Planned Parenthood also referred nearly 2,000 women to organizations that could help them place their babies up for adoption in 2002.

It’s easy to change people’s minds about medically necessary abortions. My situation with my sons, and Julia’s with her son Thomas , are clear and heart wrenching. The awful scenarios that forced us to terminate the life of a beloved and wanted child can sway even the hardest of anti-choice hearts.

But because the religious right is working so hard to stop those other abortions, the ones where the baby just isn’t wanted, those of us who have a medical need are the ones that pay.

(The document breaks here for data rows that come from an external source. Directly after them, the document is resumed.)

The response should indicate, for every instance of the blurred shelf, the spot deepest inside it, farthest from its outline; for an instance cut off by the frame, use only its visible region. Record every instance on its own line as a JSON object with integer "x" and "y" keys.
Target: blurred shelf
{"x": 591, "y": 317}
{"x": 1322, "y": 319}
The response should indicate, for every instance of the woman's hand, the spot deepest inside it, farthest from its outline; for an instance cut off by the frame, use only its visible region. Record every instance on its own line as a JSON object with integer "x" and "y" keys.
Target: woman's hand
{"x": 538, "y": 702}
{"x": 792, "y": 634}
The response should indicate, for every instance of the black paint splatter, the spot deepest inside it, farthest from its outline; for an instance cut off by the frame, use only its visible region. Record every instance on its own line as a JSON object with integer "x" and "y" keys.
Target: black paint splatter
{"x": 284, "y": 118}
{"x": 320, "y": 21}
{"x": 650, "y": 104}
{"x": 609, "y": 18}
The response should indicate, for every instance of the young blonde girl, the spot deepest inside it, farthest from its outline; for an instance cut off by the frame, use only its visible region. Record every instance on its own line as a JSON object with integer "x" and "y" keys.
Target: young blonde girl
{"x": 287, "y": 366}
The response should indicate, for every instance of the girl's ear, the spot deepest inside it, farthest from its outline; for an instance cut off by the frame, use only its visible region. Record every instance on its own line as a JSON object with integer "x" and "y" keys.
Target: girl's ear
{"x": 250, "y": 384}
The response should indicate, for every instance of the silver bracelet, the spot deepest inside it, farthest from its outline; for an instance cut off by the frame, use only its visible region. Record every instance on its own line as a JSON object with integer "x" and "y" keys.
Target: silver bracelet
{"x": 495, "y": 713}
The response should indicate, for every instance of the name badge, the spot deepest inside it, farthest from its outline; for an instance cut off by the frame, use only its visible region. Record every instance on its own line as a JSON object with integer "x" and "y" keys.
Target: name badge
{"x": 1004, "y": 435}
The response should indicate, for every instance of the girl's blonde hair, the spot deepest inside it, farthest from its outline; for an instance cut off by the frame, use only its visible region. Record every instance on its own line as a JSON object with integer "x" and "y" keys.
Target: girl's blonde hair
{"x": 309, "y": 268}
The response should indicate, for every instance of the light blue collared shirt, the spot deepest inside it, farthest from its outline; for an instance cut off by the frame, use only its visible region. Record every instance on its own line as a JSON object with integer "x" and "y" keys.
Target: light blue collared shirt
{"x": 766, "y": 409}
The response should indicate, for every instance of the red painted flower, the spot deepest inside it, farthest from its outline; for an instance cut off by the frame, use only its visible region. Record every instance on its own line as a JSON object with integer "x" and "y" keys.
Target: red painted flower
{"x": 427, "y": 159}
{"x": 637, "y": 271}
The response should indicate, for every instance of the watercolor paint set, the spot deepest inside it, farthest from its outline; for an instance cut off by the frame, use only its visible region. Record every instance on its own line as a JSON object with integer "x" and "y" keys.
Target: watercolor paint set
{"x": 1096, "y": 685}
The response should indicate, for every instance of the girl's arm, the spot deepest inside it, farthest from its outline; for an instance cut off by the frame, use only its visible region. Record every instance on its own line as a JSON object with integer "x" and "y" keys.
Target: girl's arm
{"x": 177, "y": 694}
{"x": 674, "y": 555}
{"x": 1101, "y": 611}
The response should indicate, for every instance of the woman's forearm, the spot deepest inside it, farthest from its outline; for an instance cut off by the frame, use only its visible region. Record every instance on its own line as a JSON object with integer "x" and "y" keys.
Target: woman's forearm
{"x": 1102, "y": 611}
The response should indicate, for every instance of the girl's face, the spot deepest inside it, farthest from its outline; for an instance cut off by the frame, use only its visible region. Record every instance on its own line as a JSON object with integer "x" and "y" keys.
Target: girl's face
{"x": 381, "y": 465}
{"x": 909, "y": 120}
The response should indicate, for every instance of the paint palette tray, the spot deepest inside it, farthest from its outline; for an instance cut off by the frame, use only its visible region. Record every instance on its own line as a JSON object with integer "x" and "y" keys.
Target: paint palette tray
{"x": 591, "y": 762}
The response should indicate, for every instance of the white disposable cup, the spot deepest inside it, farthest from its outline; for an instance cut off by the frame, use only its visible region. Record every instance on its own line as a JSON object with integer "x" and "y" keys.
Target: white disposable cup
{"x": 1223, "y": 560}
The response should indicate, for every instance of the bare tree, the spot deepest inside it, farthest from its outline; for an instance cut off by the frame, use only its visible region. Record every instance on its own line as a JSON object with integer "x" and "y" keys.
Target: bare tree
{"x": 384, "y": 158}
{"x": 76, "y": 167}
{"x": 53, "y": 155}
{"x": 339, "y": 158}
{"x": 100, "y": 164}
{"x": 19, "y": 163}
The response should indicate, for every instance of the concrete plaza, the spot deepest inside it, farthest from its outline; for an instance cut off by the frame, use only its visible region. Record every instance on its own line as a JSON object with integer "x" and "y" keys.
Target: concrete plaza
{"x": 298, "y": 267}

Because of the anti-choice movement, doctors are no longer undergoing training on how to perform abortions. Why would they, when they could be murdered as a result? My doctor is only one of two in my major east coast city that still performs dilation and extractions. Many women who end up in my or Julia’s situation don’t even have the option.

Do you see why choice must, across the board, remain available? Be pro-life. I know I am. I want to save the lives of both women and babies.